Background technology
In recent years, spatial database becomes more and more important in many application, as Geographic Information System (GIS), computer-aided design (CAD) (CAD), image processing, multimedia system etc.Because space querying can be processed the multidimensional data in spatial database and satisfy application type widely, therefore quite concerned in recent years to the research of space querying, this is because space data quantity is huge, data structure is complicated, operation costs dearly, query optimization Cost Model in relational database can not be applicable to spatial data fully, so the optimization of space querying certainly will become difficult point and the breakthrough point that use in the space.

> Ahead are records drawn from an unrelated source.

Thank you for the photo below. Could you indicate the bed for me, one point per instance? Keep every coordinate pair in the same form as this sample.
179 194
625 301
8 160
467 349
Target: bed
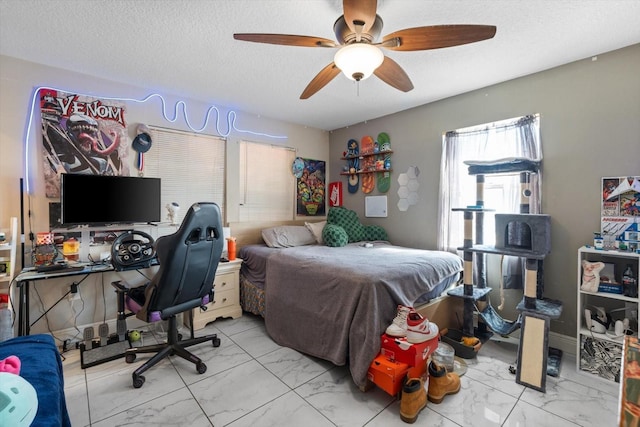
335 302
41 366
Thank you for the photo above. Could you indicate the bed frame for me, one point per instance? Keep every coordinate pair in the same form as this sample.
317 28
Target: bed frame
446 312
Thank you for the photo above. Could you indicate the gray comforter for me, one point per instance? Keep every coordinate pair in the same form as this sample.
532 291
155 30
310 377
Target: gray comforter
334 303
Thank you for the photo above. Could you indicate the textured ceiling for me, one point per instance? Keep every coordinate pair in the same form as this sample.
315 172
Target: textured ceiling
186 48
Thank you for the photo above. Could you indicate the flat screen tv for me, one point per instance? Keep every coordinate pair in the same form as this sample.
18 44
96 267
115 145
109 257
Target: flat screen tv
104 200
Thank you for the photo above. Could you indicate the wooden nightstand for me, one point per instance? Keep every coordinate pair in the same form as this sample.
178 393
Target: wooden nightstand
226 298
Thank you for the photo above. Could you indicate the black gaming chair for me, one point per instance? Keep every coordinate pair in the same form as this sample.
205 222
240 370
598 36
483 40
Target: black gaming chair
188 261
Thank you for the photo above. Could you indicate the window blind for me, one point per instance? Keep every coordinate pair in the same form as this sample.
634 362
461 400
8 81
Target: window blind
191 167
267 186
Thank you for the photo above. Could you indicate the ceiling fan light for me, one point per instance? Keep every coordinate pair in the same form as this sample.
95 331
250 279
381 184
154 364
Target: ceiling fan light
358 60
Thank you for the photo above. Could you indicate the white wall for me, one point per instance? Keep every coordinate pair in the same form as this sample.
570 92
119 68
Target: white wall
19 79
590 128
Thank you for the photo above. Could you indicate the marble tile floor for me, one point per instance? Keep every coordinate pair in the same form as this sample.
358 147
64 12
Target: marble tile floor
252 381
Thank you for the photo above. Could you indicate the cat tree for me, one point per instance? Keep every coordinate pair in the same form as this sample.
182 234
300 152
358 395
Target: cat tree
523 235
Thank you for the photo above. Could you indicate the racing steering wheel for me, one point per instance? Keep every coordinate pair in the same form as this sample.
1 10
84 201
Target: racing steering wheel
132 249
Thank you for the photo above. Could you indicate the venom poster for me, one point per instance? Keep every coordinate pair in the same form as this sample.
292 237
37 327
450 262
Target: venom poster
81 134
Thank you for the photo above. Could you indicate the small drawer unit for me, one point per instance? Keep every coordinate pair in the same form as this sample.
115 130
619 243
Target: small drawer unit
226 297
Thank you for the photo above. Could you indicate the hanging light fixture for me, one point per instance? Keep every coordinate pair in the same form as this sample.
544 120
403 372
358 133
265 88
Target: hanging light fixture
358 60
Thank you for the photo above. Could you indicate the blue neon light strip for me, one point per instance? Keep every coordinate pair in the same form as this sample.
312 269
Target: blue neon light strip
231 120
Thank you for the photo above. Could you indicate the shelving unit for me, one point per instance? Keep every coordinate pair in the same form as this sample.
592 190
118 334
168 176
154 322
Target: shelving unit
600 354
380 155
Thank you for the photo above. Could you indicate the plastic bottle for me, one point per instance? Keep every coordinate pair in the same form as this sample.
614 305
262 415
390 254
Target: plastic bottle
629 282
6 328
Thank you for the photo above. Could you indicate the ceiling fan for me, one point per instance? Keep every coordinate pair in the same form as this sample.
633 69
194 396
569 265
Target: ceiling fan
357 31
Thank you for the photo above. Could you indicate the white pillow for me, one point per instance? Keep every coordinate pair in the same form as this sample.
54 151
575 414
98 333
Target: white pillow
287 236
316 229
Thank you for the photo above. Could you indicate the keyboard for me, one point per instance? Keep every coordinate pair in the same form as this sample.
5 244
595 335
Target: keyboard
57 268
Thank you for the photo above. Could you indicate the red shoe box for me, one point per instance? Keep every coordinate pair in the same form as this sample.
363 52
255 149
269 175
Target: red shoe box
387 374
401 350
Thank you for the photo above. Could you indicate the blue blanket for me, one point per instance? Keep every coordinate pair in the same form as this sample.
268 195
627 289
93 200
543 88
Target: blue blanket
41 366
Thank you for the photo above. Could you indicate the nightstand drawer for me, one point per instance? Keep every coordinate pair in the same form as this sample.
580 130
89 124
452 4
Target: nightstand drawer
225 282
223 299
226 296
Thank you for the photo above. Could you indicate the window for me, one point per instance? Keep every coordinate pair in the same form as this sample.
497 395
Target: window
510 138
267 186
190 165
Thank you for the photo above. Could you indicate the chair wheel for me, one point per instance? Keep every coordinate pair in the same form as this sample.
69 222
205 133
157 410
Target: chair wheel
138 381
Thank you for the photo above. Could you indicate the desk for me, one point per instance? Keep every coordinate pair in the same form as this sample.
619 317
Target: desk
28 275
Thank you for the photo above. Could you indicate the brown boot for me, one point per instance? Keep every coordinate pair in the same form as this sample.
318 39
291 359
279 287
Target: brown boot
441 382
414 399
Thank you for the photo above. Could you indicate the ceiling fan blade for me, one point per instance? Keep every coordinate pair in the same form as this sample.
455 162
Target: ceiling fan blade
285 39
392 74
437 36
327 74
360 11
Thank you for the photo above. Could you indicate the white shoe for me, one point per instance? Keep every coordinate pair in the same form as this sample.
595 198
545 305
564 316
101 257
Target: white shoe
419 329
398 328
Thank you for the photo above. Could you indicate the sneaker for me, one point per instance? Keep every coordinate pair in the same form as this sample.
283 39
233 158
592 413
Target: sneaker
398 328
419 329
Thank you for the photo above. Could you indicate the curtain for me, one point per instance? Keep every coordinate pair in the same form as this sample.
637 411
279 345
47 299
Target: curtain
510 138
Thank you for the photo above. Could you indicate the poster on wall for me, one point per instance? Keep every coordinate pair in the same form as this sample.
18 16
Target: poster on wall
310 195
620 212
81 134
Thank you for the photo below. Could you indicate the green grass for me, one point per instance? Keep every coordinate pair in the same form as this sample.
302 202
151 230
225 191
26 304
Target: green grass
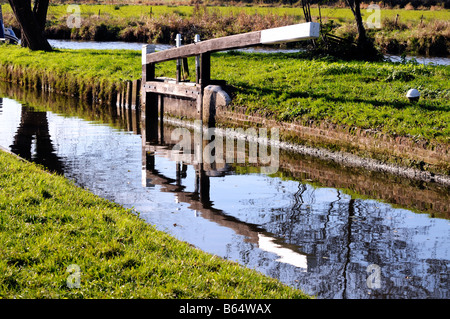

It is most important in space querying that the space is selected to be connected with the space, is also two kinds of more expensive operations of cost (I/O and CPU cost), about their query optimization attracts wide attention.At present, the Cost Model based on the Query Cost estimation is the most frequently used a kind of enquiring and optimizing method.The subject matter of estimation cost is the size of estimation Query Result (selection rate).
In Database Systems, for given inquiry, the cost that the more various differences of query optimizer carry into execution a plan, the person carries out therefrom to select the Least-cost.The whether accurate accuracy that directly has influence on the corresponding scheme cost estimation of selection rate estimation, thus the quality of query optimizer there is substantial impact.Therefore, the selectivity estimation of space querying is very important when seeking the most effective executive plan.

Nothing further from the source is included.